Empty pedestal of the former Edward Colston statue, 7 June 2020, Bristol. Courtesy: Wikimedia Commons; photograph: Caitlin Hobbs

Here, the lines of British public debate about heritage and racism are being redrawn. Through the #BlackLivesMatter movement, people are using statues and museums as public spaces to re-frame how we think about anti-blackness and social justice in the twenty-first century. They are becoming places to gather, and to acknowledge the ongoing nature of the colonial past. The transformative actions that result can take many forms, including removals. These actions are operating at a new pace. Twenty years ago the Macpherson report into the killing of Stephen Lawrence showed how institutional racism could cause inaction by the authorities in the face of racist violence. Now people are asking why, after 25 years of community dialogue, the work of erasure had to be performed by protesters. In a landmark announcement, on Monday 8 June Historic England stated that they do not believe that the statue “must be reinstated”. As a city-wide dialogue about the fate of Colston begins, attention is shifting to how Bristol might next dismantle its other principal bronze monument to anti-blackness – by returning the Benin head violently looted from Nigeria in 1897, currently on display at the other end of Park Street in Bristol City Museum. This trophy of colonial war was – like the 1895 statue of Colston – displayed in order to celebrate, and thus to naturalize, the ongoing dispossession of the global south through anti-black violence. And as with removing the Colston statue, so for restitution to Africa, ‘dialogue’ has stifled action for decades.

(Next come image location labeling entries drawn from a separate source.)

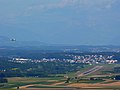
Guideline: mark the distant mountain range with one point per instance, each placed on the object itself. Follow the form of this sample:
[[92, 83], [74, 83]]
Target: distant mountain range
[[6, 42]]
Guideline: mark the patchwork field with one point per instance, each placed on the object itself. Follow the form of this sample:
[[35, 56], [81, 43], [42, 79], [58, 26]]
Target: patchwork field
[[59, 83]]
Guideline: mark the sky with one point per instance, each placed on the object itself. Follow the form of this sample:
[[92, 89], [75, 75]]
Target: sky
[[71, 22]]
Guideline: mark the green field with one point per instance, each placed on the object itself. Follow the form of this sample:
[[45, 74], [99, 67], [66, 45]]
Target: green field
[[59, 82]]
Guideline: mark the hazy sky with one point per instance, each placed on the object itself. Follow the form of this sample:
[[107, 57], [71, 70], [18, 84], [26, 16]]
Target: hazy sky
[[78, 22]]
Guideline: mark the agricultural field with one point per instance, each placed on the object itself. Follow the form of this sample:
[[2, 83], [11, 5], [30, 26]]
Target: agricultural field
[[104, 81]]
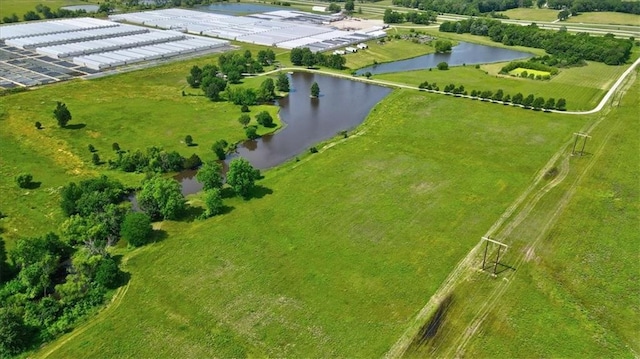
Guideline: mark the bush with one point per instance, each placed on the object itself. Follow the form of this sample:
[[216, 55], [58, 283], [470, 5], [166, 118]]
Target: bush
[[24, 180], [136, 228]]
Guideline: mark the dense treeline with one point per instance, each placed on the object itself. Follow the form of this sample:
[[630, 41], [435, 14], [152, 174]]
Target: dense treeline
[[304, 56], [569, 49], [416, 17], [463, 7], [53, 280], [578, 6]]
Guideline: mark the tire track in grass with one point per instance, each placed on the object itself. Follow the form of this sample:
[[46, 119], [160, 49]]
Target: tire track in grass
[[465, 268]]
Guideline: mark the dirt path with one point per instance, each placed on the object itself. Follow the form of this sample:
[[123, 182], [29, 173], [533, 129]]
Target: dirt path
[[526, 203]]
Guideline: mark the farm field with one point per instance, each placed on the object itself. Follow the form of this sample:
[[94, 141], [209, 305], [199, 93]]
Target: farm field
[[20, 7], [581, 92], [571, 285], [392, 211], [105, 110]]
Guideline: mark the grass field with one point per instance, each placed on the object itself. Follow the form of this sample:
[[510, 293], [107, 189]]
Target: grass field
[[137, 110], [612, 18], [20, 7], [572, 286], [582, 87], [368, 230]]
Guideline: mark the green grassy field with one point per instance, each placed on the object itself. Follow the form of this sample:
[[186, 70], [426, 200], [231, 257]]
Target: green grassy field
[[581, 92], [20, 7], [137, 110], [347, 247], [573, 290], [612, 18]]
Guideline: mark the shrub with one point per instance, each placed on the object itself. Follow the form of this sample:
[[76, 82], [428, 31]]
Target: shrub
[[24, 180], [136, 228]]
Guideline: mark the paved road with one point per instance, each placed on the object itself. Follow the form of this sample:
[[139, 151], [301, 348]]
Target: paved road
[[599, 107]]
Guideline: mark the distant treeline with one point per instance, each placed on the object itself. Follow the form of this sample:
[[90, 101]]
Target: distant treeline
[[571, 49], [578, 6], [463, 7]]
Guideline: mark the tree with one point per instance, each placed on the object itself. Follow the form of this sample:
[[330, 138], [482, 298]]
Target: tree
[[213, 201], [251, 132], [24, 180], [315, 90], [443, 46], [244, 119], [561, 105], [242, 176], [161, 198], [210, 175], [538, 103], [62, 114], [136, 228], [219, 148], [13, 333], [550, 104], [349, 6], [267, 91], [264, 119], [282, 82]]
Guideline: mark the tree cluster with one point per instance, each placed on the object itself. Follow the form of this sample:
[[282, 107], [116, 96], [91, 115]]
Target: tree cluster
[[570, 48], [463, 7], [531, 101], [154, 159], [304, 57], [578, 6], [51, 281]]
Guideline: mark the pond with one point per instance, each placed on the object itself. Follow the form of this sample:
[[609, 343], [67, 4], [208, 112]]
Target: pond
[[463, 53], [237, 8], [342, 105]]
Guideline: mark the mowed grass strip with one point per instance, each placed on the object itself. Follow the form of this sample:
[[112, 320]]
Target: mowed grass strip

Achille Mbembe responded to the fall of the statue of Cecil Rhodes at the University of Cape Town in 2015 by describing it as “a moment when new antagonisms emerge while old ones remain unresolved.” In Britain today, the #BlackLivesMatter movement is joining the dots between the unresolved antagonisms of an 1895 bronze statue of a slave trader and a bronze statue looted from West Africa in 1897. Calls for action are not about iconoclasm, but about ridding our cities of the enduring infrastructures of white supremacy, tracking and tracing a disease that attacks the ability to breathe. On the same weekend as Colston fell, many responded to the British Museum’s Black Lives Matter statement by demanding not words, but action on the restitution of artworks and human remains to Africa. As the parallel demands of the Fallism and Restitution movements grow, it is the duty of Britain’s arts and heritage sector to no longer care for and protect objects more than we care for and protect people. Yes, silence is complicity; but so is dialogue masking inaction.

Dan Hicks is Professor of Contemporary Archaeology at the University of Oxford and Curator at the Pitt Rivers Museum. He is the author of The Brutish Museums, forthcoming on Pluto Press.